Cost Function and Optimization: Linear Regression

Machine Learning Interview Guide for Top Tech Roles (2025)

Linear Regression: Complete Interview Guide for Interviews

5 min read 1043 words

🎯 Core Idea

Cost Function & Optimization: choose a scalar loss that measures how well your model’s predictions $\hat{y}$ match true targets $y$ (e.g., MSE), then minimize that loss over model parameters using optimization algorithms (e.g., Gradient Descent). The cost function defines the geometry of the problem; the optimizer traverses that landscape to find (local/global) minima.

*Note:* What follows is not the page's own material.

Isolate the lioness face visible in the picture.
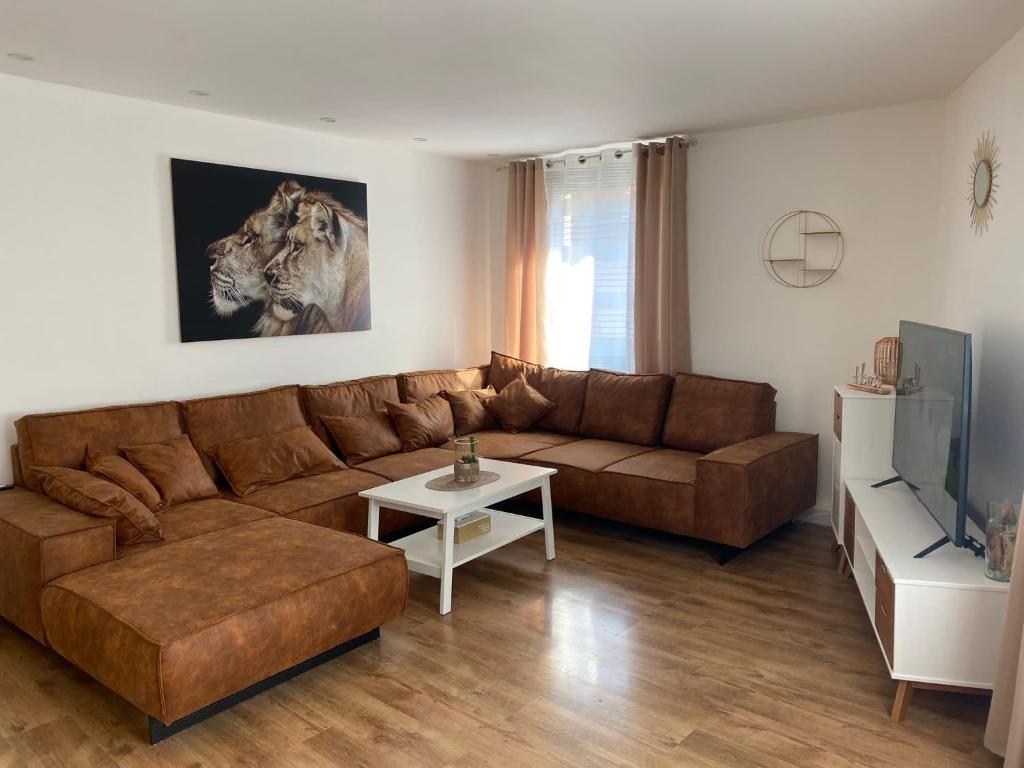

🌱 Intuition & Real-World Analogies

Why a cost function? — You need a single number that tells you whether your model is “good” or “bad.” Minimizing that number guides learning.
Analogy 1 — Target practice: The cost is distance from bullseye (squared distance = MSE). You adjust aim (parameters) iteratively; how big a correction you make is the learning rate.
Analogy 2 — Slope descent on a mountain: The loss landscape is terrain; gradient descent is walking downhill using the local slope. Too large a stride (large learning rate) and you might tumble past the valley; too small and you crawl forever.

📐 Mathematical Foundation

Mean Squared Error (MSE)

$$ \text{MSE}(\theta) = \frac{1}{n}\sum_{i=1}^n (y_i - \hat{y}_i(\theta))^2 $$

$n$: number of training examples.
$y_i$: true target for example $i$.
$\hat{y}_i(\theta)$: model prediction for example $i$ parameterized by $\theta$.
MSE is the average squared residual (error).

Interpretation of terms

Squaring penalizes large errors more heavily (quadratic penalty).
Division by $n$ gives scale-invariant average; sometimes $\frac{1}{2n}$ is used to simplify gradients.

Mean Absolute Error (MAE)

$$ \text{MAE}(\theta) = \frac{1}{n}\sum_{i=1}^n |y_i - \hat{y}_i(\theta)| $$

Linear penalty for errors; less sensitive to outliers than MSE.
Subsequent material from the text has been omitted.